Before you get to far on the bugfix, your boss comes in and gives you a hotfix that must be completed post haste. So, you create another branch off of main

git checkout -b scot-hotfix main

You immediately create the hotfix and commit it

git commit -m "Finished hotfix"

Then you switch back to main

git checkout main

and complete a git pull

git pull

This ensures that you have the latest. Let's assume for the moment that there were no updates on main since you branched. In this case you will be merging using a fast forward merge. Once done, you can push it up to main (assuming you aren't working with gitlab or github and can't).

git merge scot-hotfix
git push

This will complete with no errors, warnings etc. because no one changed anything. You are now free to delete the hotfix branch and continue working on your scot-bugfix branch.

git branch -d scot-hotfix
git checkout scot-bugfix

Once you are done with your bugfix, you can commit it, switch to the main branch and check to see if there have been any changes since you last looked.

git commit -m "bug fixed"
git checkout main
git status

Now, we have made and pushed changes since the scot-bugfix branch was created. So we know that this merge will not be a fast forward merge. That does not mean that git status will return a state indicating that we are behind commits from origin/main. If we are, we must do a pull, then we can do our merge.*

git pull
git merge scot-bugfix

This may tell us that there are conflicts. Go ahead and edit them in vscode using the resolve conflicts option (or in your editor of choice resolve the conflicts in the file indicated). Once the conflicts are resolved, commit and push.
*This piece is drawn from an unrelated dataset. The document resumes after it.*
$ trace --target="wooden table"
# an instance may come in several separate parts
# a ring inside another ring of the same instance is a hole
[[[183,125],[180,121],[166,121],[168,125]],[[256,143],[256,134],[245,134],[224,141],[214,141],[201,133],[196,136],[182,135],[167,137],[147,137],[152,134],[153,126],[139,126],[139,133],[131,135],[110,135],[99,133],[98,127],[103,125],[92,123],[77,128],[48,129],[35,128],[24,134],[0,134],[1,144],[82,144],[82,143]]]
git commit -m "resolved conflicts in merge..."
git push

*If you happen to be working in gitlab or github, you will have to go to the website and create a merge/pull request. See below for that.


Condition 1: There have been no commits to the main branch since you checked out your code and you can merge using a fast-forward merge. This is the easiest!

Condition 2: There have been commits to the main branch since you checked out your code and commit history has diverged and you need to use one of the following methods:

  1. 3-way merge - run the merge and deal with conflicts as above.
  2. rebase - Beginners shouldn't rebase, but if you need to know more about it, see merging vs rebassing

Notes about Gitlab

  1. Its much easier if you create your branch in gitlab, do a fetch from your repo and then you can checkout the new branch. But if you didn't do that, you can push your new branch with --set-upstream ans shown above.
  2. It is absolutely imperative that you wait for gitlab to finish before you do anything else after you push the merge button - go to the merge requests page and check its status if it says complete in 1 minute (or x second), wait a minute and then refresh. When it says that it is done, then you can start interacting with the system again via git. But not before!!!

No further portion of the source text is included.